Cellular Senescence: Review and Reagent Selection Guide

Science Note

Systemic Signals in Aging and Rejuvenation [May 14, 2025]

Cellular senescence spreads through tissues via secreted factors, contributing to tissue dysfunction, chronic inflammation, and impaired regeneration. This Science Note introduces recent insights into the in vivo spread of senescence and highlights emerging evidence that rejuvenating factors can also spread, suggesting new avenues for modulating aging and restoring tissue function.

Mitochondrial DNA released by senescent tumor cells enhances PMN-MDSC-driven immunosuppression through the cGAS-STING pathway (Immunity, 2025)
Summary: Senescent cells, including those undergoing therapy-induced senescence, actively shed mitochondrial DNA (mtDNA) into the tumour microenvironment via extracellular vesicles. This mtDNA is taken up by polymorphonuclear myeloid-derived suppressor cells, enhancing their immunosuppressive activity through cGAS-STING-NF-κB signalling and promoting tumour progression.

Highlighted technique: To assess mtDNA transfer from tumour senescent cells, extracellular vesicles (EVs) were isolated and confirmed to be mtDNA enriched. Their uptake by BM-MDSCs led to intracellular mtDNA accumulation, whereas EV-suppressed senescent cells failed to induce mtDNA accumulation during co-culture with BM-MDSCs.

Related technique Cellular Senescence Detection, Exosome Labeling Dye

Hepatocellular senescence induces multi-organ senescence and dysfunction via TGFβ (Nature Cell Biology, 2024)
Summary: Hepatocyte senescence in acute severe liver disease induces senescence in extrahepatic organs, contributing to multi-organ failure. This systemic spread is mediated by the TGFβ pathway and its inhibition can prevent secondary organ dysfunction.

Highlighted technique: his study used a mouse model enabling liver-specific and time-controlled deletion of MDM2, a suppressor of p53. MDM2 removal led to p53 accumulation and p21 upregulation in liver cells, allowing investigation of how liver senescence affects other organs.

Related technique Cellular Senescence Detection

Small extracellular vesicles from young plasma reverse age-related functional declines by improving mitochondrial energy metabolism (Nature Aging, 2024)
Summary: Small extracellular vesicles (sEVs) from young mice reverse age-related changes in aged mice by improving molecular, cellular and physiological functions, including lifespan extension and reduced senescence.
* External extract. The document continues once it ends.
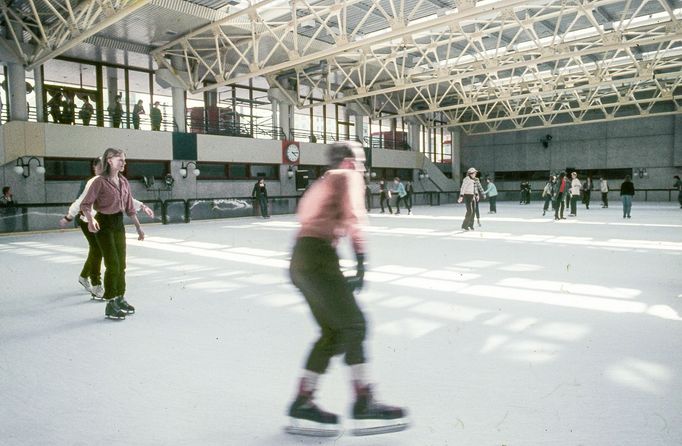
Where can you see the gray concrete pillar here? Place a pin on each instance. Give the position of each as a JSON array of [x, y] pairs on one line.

These effects are mediated by miRNA, which improves mitochondrial function and metabolic processes in aged tissues.

Highlighted technique: In this study, researchers collected sEVs from the blood plasma of young mice and injected them into older mice to observe the effects. They examined lifespan, cognitive function and mitochondrial activity, which is often impaired in ageing, to show the reversal of signs of ageing in the mice.

Previous Science Note

Related Techniques (click to open/close)

Target	Kit & Probes
Cellular senescence detection	SPiDER-βGal for live-cell imaging or flow cytometry / microplate reader / tissue samples. Blue cellular senescence detection dye for fixed cells, SPiDER Blue
Exosome Monitoring	ExoSparkler Exosome Membrane Labeling Kit-Green / Red / Deep Red
Exosome Isolation	ExoIsolator Exosome Isolation Kit and Isolation Filter
Mitochondrial membrane potential detection	JC-1 MitoMP Detection Kit, MT-1 MitoMP Detection Kit
Mitochondrial Staining	MitoBright LT Green / Red / Deep Red
Oxygen Consumption Rate(OCR) Detection	Extracellular OCR Plate Assay Kit
Apoptosis detection in multiple samples	Annexin V Apoptosis Plate Assay Kit
Cell proliferation/ cytotoxicity assay	Cell Counting Kit-8 and Cytotoxicity LDH Assay Kit-WST

Application Note I (click to open/close)
> Senescent Cells Lose Mitochondrial Activity

The senescent cell detection dye SPiDER Blue (SG07) and the mitochondrial membrane potential (MMP) dye MT-1 (MT13) were used to stain human microglial cells. Microscopy revealed that, compared to control cells, senescence-induced cells showed reduced MMP and increased SPiDER Blue fluorescence, reflecting elevated SA-β-Gal activity.

*This data was kindly provided by Dr. Supriya D. Mahajan, Department of Medicine, Jacobs School of Medicine & Biomedical Sciences.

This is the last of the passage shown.